Designed to be a common utility c and library for reading nexus hdf5 files from miniapp implementations. This is intended to help remove differences between parsing of image files between implementations.
There are both C and C++ API interfaces to the library.
Add this directory as a subdirectory in your CMakeLists.txt
:
add_subdirectory(../h5read h5read)
And then add as a dependency to your built targets:
target_link_libraries(${target_name} PUBLIC h5read)
All manipulation and data access happens via an opaque h5read_handle
object.
The easiest way to create an h5read_handle
is to use the provided argument
parser:
h5read_handle *obj = h5read_parse_standard_args(argc, argv);
This will parse any argument for your program as:
Usage: your_program [-h|--help] [-v] [FILE.nxs | --sample]
Options:
FILE.nxs Path to the Nexus file to parse
-h, --help Show this message
-v Verbose HDF5 message output
--sample Don't load a data file, instead use generated test data
Currently, the sample data generated by passing --sample
or calling
h5read_generate_samples()
are Eiger 2XE 16Mp data, with 1028x512px modules,
12x38px gaps and a total image size of 4363x4148px. There is a mask present
which masks off the module gap but otherwise is empty.
The intention is to provide a baseline of simple, known images to do validation from.
Index | Description |
---|---|
0 | Completely empty image. This means 16842752 valid, empty pixels. |
1 | I=1 for every unmasked pixel |
2 | Single pixels of I=100, every 42 pixels in a grid, for 10296 total. Of these pixels, 9604 are not masked. |
3 | "Random" background between 0 and 3 intensity, and zero under the masks. This is not a true random. |
h5read_handle *h5read_open(const char *master_filename)

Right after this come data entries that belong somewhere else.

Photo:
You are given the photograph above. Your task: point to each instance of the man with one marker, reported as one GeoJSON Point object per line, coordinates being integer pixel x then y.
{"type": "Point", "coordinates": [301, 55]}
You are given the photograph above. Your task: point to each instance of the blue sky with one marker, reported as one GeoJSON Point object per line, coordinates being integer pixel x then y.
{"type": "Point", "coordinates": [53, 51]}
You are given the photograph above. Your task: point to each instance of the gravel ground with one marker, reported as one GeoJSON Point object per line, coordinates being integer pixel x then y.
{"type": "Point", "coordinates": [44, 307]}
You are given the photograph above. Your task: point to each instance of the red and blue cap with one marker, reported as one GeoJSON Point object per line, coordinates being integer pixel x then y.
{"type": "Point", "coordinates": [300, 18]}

Open a Nexus file, and return an opaque h5read_handle
pointer. This must be
released by calling h5read_free
when it is no longer required. If the
function cannot open a root nexus file, it will return NULL
.
If the function can open the base file but encounters an error reading the
child files or datasets (including unexpected data shapes), then it will print
a message to stderr and exit(1)
. These error cases may be changed to a return
of NULL
in the future.
This function is somewhat limited in the Nexus files that it will accept - it will try to accept Eiger 2XE 4M and 16M data, but can not currently accept other shaped detectors.
h5read_handle *h5read_generate_samples();
Doesn't open a Nexus file, but instead return an h5read_handle
that accesses
a set of generated sample data, as described in Generated Sample
Data of data. This also needs to be released by
calling h5read_free
when it is no longer required.
h5read_handle *h5read_parse_standard_args(int argc, char **argv)

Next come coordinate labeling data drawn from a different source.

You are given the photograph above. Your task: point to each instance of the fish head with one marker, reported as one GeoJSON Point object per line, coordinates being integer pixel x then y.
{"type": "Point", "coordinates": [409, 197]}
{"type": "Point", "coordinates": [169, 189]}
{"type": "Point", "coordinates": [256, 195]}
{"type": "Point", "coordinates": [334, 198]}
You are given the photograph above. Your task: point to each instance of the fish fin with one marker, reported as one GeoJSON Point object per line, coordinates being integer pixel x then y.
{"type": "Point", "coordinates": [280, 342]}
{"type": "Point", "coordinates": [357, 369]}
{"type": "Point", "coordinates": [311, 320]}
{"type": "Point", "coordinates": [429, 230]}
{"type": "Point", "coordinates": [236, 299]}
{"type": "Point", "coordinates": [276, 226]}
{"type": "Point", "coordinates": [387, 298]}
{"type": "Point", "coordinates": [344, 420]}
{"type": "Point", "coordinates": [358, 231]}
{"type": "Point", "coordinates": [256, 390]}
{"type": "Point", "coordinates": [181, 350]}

Parse an arc/argv pair of command line arguments. This will accept a filename,
or a request to use sample data with --sample
. If there is an error reading
the nexus file, then this will call exit(1)
, so the returned handle from this
function will always be valid.
If the environment variable H5READ_IMPLICIT_SAMPLE
is set, then if you do
not pass any arguments --sample
will be assumed.
h5read_free(h5read_handle *)
Frees a previously constructed handle object. It is an error to release these resources without first releasing all image data - the image objects may hold references to data held in the master object.
size_t h5read_get_number_of_images(h5read_handle *obj);
Get the number of images in a particular dataset
size_t h5read_get_image_slow(h5read_handle *obj);
Get the number of image pixels in the slow dimension
size_t h5read_get_image_fast(h5read_handle *obj);
Get the number of image pixels in the fast dimension
Image Data is represented in the form of a struct:
typedef struct image_t {
uint16_t *data;
uint8_t *mask;
size_t slow;
size_t fast;
} image_t;
Where slow
and fast
are the image dimensions, in pixels, and data
and mask
are pointers to 2D arrays of image data. For convenience,
image_t_type
is defined in h5read.h
to point to the data type used for
image data.
You can retrieve an image struct for a particular image with:
image_t *h5read_get_image(h5read_handle *obj, size_t frame_number);
If the library cannot read the image, it will print an error message and
call exit(1)
.
When you are finished with the image, you can release it by calling:
void h5read_free_image(image_t *image);
The above h5read_get_image
allocates a buffer for you. If you then need to
copy the image data somewhere else, then this is inefficient. For this reason,
there is an additional API method to get image data:
void h5read_get_image_into(h5read_handle *obj, size_t index, image_t_type *data);
Read an image from a dataset into a preallocated buffer. The caller is responsible for both allocating and releasing the image data buffer. This buffer must be at least large enough to hold an image of slow*fast, or else undefined memory could be overwritten. To get the mask data, you can call:
uint8_t *h5read_get_mask(h5read_handle *obj);
Borrows a pointer to the internal (shared) mask data. This is a common mask
defined at the file level and shared between all images. You must not release
this memory, and must not use it beyond calling h5read_free
on the h5read
handle object.
For convenience, you can also access image data in the form of single modules.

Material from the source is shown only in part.